Atrial fibrillation (AF) is often due to a structural substrate, caused by co-morbidity like hypertension. Cardiac fibroblasts, activated by stretch, play an important role in creating this substrate by secreting extracellular matrix proteins. The objective of this study is to investigate stretch-induced effects of atrial myocytes and fibroblasts. We hypothesized that stretching cardiomyocytes and fibroblasts leads to myofibroblast differentiation and expression of fibrosis-related genes, contributing to the AF substrate.Methods
Neonatal rat atrial myocytes and fibroblasts were subjected to 24 hours (myocytes) or 48 hours (fibroblasts) cyclic mechanical stretch (1Hz, 15%). Conditioned medium from stretched cardiomyocytes was used to stimulate cardiac fibroblasts to study paracrine effects. Direct stretched fibroblasts were subjected to Ki67 and alpha smooth muscle actin (α-SMA) immunofluorescent (IF) staining to assess proliferation and differentiation, respectively. RNA was isolated for rt-PCR analysis of α-SMA and other fibrotic markers. Incorporation of 3H-proline was measured to assess collagen synthesis by stretched fibroblasts.Results
Stretch-conditioned medium did not influence the proliferation rate of atrial fibroblasts, but mildly increased myofibroblast differentiation. 3H-proline incorporation was not affected by stretch conditioned medium. Direct stretch on the fibroblasts did not induce proliferation either. In contrast, myofibroblast differentiation was significantly increased by stretch. IF staining showed a 1.8 fold increase (p < 0.01) in the number of α-SMA positive cells after 48 hours stretch. PCR confirmed this result on mRNA level. Furthermore, PCR analysis showed a trend towards higher collagen-I and PAI-1 expression after stretch. Expression of the type 1 angiotensin II receptor decreased in stretched fibroblasts.
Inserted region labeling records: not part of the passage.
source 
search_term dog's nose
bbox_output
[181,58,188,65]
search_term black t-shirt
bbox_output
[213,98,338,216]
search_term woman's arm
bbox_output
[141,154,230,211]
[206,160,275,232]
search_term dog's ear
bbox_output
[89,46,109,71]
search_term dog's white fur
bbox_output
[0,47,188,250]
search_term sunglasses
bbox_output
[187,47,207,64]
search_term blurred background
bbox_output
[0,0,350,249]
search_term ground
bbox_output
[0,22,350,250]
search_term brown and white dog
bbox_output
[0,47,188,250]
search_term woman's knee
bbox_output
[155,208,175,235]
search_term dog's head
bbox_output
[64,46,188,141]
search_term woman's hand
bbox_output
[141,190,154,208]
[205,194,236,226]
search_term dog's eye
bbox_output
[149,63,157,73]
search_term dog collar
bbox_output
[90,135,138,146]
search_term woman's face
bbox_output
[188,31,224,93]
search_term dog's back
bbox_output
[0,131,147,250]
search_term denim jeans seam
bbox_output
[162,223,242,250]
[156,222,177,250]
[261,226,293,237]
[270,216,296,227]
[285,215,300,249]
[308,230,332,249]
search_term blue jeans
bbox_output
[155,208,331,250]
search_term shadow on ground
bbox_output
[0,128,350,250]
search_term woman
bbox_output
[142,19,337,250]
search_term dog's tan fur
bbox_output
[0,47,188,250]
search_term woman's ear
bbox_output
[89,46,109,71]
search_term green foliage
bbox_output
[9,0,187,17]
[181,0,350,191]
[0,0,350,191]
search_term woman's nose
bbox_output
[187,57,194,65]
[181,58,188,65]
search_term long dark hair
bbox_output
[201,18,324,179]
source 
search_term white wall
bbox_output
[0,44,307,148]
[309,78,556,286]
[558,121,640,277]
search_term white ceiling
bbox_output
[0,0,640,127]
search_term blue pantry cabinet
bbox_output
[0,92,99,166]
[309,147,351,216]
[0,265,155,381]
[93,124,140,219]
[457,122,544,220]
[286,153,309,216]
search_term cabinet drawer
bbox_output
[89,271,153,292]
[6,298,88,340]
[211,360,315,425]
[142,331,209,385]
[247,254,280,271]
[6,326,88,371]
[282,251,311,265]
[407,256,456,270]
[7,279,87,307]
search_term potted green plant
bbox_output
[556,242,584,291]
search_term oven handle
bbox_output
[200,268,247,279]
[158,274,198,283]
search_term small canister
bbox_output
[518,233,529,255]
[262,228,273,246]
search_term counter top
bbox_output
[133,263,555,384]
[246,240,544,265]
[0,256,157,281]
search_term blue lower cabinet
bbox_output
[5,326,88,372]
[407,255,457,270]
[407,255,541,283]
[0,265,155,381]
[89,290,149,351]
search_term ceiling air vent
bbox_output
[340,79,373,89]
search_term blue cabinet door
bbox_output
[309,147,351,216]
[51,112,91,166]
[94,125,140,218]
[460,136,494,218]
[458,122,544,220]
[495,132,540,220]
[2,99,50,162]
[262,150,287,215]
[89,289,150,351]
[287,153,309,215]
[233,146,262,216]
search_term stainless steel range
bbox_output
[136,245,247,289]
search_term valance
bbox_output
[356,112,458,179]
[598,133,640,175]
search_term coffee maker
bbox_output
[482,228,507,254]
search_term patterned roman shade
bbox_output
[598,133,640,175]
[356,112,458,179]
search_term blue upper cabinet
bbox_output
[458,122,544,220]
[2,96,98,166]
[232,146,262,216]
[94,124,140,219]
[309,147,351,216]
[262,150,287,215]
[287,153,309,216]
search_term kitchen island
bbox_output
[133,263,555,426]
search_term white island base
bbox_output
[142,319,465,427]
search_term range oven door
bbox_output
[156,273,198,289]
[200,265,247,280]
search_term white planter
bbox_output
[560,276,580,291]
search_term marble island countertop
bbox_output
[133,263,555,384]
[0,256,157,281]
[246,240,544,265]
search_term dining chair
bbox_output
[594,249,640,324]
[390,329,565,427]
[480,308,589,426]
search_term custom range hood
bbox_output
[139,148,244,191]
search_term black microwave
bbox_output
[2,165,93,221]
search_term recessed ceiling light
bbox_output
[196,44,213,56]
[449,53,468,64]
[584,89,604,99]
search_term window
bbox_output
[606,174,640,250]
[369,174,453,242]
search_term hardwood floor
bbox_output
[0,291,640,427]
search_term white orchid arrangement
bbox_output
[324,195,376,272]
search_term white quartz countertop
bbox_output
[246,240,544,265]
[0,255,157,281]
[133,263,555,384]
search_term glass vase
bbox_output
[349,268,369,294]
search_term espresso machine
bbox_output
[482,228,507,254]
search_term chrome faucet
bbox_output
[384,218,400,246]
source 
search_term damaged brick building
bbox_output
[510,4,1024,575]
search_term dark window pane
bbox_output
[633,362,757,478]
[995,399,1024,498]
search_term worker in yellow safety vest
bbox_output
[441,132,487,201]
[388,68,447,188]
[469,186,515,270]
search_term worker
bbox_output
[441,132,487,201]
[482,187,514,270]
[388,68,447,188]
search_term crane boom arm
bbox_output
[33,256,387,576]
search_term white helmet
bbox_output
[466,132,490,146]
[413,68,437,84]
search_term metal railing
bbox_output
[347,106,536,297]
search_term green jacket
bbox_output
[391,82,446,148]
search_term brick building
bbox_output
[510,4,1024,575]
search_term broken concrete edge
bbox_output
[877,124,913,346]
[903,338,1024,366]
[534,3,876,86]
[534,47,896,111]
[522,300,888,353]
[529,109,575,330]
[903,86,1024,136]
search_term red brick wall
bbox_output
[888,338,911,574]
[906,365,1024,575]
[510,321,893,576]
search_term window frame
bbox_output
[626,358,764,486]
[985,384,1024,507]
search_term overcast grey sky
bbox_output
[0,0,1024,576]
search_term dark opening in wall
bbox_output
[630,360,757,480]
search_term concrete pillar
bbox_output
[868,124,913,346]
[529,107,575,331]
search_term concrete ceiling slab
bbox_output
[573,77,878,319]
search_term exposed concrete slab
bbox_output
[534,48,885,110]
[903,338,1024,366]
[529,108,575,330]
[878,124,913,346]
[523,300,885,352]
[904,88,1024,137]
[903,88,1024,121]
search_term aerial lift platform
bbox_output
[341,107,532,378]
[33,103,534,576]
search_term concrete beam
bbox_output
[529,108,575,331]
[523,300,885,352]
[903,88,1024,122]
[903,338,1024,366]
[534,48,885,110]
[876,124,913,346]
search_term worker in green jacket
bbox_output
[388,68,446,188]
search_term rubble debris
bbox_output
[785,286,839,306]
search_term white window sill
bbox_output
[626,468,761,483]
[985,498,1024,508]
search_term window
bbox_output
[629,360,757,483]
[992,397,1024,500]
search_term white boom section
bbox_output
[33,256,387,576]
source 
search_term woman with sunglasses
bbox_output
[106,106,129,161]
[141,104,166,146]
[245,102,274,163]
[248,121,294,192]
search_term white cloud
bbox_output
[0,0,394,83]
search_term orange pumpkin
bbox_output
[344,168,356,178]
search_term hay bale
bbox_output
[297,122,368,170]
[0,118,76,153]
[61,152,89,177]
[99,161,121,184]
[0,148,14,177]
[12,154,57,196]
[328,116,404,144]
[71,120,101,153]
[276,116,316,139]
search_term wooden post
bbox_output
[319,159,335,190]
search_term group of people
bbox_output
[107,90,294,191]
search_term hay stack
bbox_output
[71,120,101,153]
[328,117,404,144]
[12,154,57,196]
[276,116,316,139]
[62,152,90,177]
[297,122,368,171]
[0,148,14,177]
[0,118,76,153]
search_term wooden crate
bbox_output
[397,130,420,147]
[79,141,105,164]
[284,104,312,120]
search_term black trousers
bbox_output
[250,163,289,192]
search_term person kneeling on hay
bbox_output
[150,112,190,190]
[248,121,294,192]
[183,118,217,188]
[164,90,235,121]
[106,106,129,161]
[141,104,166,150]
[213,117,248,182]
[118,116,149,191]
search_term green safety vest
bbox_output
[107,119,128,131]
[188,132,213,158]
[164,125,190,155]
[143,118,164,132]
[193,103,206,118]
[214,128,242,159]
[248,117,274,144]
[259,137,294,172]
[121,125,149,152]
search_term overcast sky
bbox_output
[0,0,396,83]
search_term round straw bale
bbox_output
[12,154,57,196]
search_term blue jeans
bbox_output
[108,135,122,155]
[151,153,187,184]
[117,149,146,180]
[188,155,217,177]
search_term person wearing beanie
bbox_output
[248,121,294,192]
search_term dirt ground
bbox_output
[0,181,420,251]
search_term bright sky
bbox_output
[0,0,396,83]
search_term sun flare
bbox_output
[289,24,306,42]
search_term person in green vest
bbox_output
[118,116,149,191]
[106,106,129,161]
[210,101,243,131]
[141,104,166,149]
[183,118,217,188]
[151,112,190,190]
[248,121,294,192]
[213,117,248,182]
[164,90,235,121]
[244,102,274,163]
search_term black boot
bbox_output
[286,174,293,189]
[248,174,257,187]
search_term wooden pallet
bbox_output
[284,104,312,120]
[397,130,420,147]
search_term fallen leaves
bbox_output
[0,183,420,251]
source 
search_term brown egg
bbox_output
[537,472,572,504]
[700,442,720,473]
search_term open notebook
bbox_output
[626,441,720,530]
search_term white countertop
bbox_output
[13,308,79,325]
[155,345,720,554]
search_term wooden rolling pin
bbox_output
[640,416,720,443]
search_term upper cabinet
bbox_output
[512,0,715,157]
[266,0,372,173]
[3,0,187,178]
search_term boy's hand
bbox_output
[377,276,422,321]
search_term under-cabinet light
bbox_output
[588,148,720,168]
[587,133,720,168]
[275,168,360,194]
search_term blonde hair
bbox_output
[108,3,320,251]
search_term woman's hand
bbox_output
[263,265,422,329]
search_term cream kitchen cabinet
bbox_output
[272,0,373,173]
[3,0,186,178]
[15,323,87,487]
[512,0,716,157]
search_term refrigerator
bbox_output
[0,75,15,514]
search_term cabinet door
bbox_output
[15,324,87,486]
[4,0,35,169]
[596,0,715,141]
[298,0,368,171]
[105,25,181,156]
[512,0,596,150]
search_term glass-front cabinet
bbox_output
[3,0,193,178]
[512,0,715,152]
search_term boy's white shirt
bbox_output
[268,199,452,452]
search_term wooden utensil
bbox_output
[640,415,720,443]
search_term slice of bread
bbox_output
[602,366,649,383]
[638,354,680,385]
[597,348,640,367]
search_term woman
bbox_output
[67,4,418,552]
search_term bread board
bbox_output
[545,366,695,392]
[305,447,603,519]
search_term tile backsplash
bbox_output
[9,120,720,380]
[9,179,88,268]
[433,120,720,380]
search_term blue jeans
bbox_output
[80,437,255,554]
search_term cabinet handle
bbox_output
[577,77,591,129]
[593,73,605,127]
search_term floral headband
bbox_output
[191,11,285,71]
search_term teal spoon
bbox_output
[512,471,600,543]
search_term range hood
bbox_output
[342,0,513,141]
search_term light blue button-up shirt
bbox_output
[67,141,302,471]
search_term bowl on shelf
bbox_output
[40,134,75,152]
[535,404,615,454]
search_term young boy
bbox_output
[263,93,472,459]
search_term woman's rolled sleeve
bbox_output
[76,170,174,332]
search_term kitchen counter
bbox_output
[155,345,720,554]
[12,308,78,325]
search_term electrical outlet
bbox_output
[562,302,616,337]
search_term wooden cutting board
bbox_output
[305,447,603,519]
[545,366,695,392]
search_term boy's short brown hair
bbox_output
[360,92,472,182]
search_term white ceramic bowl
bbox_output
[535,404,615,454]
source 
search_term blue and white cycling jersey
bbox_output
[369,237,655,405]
Type 2 angiotensin II receptor expression was significantly upregulated upon stretch. Interestingly, comparative analysis in ventricular fibroblasts did not show this angiotensin II type 2 receptor upregulation upon stretch.Conclusion
Stretch of the atria can lead to direct and indirect changes in cardiac fibroblasts leading to structural atrial remodeling, preceding AF. Results of this study could help to identify pathways by which increased atrial pressure leads to fibrosis. The RAS, and specifically the type 2 angiotensin II receptor is a first potential target for further studies.